Apple Inc. (NASDAQ:AAPL) is now willing to share your cost for its next-generation iPhone by giving you up to $345 for your ancient iPhone 4s. According to reports, if a customer owns iPhone 4S and is willing to buy the upcoming iPhone 5, Apple Inc. (NASDAQ:AAPL) will purchase the older version from the customer for up to $345 (subject to terms and conditions in small fine print).

Old iPhone 4S price

The new strategy to boost the sales of its much awaited iPhone is being termed as Reuse and Recycle program. Under this program, a user can go online and select the model, color and condition of the current iPhone 4S (and other Apple devices). After the user is done with his inputs, he gets a price of his device based on the factors mention. If the price is satisfactory, then the user has to send the device along with the cable, and in return Apple gives a gift certificate, which can be redeemed for a new purchase from its online store.

The gift certificate from the iPhone maker ensures that the money is spent on Apple Store products only. But there are doubts about the price that Cupertino based company is paying; according to some one could get a greater cashback by selling to a third party.

According to Apple Inc. (NASDAQ:AAPL), the service provider will judge the worth of the iPhone as and when it is delivered, depending on scratches, any water damages, cracks, scuff marks etc. So, the final price that the user will be receiving depends on the service provider, even if there is a difference between the users quoted value and service providers’ assessment.
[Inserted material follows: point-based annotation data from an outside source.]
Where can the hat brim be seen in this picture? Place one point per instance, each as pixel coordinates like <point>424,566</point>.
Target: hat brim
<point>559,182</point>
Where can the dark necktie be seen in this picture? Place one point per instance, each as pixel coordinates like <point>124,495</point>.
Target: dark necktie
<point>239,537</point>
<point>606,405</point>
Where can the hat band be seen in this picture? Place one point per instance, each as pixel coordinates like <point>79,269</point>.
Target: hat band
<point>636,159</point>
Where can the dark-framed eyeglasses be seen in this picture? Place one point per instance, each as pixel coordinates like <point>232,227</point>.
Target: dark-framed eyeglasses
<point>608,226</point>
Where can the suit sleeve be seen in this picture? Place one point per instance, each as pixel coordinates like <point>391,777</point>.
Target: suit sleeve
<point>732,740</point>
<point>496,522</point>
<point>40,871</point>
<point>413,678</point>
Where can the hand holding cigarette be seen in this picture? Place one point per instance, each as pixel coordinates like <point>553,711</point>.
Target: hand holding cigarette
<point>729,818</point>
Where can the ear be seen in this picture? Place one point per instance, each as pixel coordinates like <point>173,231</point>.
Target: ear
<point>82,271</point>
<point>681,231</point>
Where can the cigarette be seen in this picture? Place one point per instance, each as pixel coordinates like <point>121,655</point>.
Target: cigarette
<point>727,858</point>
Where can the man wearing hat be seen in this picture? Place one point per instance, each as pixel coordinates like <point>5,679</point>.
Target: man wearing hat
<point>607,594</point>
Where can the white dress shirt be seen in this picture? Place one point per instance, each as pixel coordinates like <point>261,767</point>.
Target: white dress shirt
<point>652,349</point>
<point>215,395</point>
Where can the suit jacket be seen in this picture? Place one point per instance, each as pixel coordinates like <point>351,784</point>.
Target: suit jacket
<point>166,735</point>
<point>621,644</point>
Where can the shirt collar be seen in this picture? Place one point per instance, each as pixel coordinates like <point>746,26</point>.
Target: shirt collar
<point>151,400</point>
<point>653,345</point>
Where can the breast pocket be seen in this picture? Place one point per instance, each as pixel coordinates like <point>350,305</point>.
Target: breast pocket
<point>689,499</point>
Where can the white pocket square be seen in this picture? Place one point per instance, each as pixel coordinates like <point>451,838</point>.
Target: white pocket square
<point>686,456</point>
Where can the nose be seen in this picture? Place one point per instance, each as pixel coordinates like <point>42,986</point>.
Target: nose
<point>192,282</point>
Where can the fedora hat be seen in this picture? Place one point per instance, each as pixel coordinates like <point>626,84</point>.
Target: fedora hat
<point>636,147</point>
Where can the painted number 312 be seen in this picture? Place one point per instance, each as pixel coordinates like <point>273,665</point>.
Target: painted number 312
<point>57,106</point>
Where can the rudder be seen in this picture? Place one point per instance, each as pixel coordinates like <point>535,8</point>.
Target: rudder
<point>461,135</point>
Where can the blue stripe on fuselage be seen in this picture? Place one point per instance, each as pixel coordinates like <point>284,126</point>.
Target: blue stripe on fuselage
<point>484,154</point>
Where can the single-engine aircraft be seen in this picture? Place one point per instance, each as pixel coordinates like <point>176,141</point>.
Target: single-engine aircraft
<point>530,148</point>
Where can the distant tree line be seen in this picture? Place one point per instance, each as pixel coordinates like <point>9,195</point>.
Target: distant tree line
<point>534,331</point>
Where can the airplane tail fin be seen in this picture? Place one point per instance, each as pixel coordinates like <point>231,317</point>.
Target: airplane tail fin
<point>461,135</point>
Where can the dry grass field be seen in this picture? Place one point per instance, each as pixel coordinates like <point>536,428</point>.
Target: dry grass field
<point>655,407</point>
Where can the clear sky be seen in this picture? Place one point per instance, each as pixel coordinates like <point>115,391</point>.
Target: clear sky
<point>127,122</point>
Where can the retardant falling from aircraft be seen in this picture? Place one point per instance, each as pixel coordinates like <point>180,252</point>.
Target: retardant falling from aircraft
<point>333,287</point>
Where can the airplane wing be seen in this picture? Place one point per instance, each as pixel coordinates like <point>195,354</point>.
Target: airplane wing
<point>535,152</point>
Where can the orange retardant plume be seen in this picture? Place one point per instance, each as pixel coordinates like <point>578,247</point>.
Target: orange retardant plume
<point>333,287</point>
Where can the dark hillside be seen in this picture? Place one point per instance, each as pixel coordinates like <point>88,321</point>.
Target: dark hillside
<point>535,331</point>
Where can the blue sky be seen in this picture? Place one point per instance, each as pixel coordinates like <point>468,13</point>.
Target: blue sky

Recent reports also mention what Apple will be doing with the returned devices. If the device is in good condition it gets resold as used or reconditioned; if it’s not in good condition, it gets broken down for recycling responsibly.

The most valuable company by market cap, had a similar offering last year with a $200 certificate for a 16GB iPhone 4, following the announcement of the iPhone 4S.

Recycling is a huge issue for handset makers, according to an estimate from the  United Nations, global electronic waste is increasing to 40 billion tons every year with a significant contribution from mobile devices.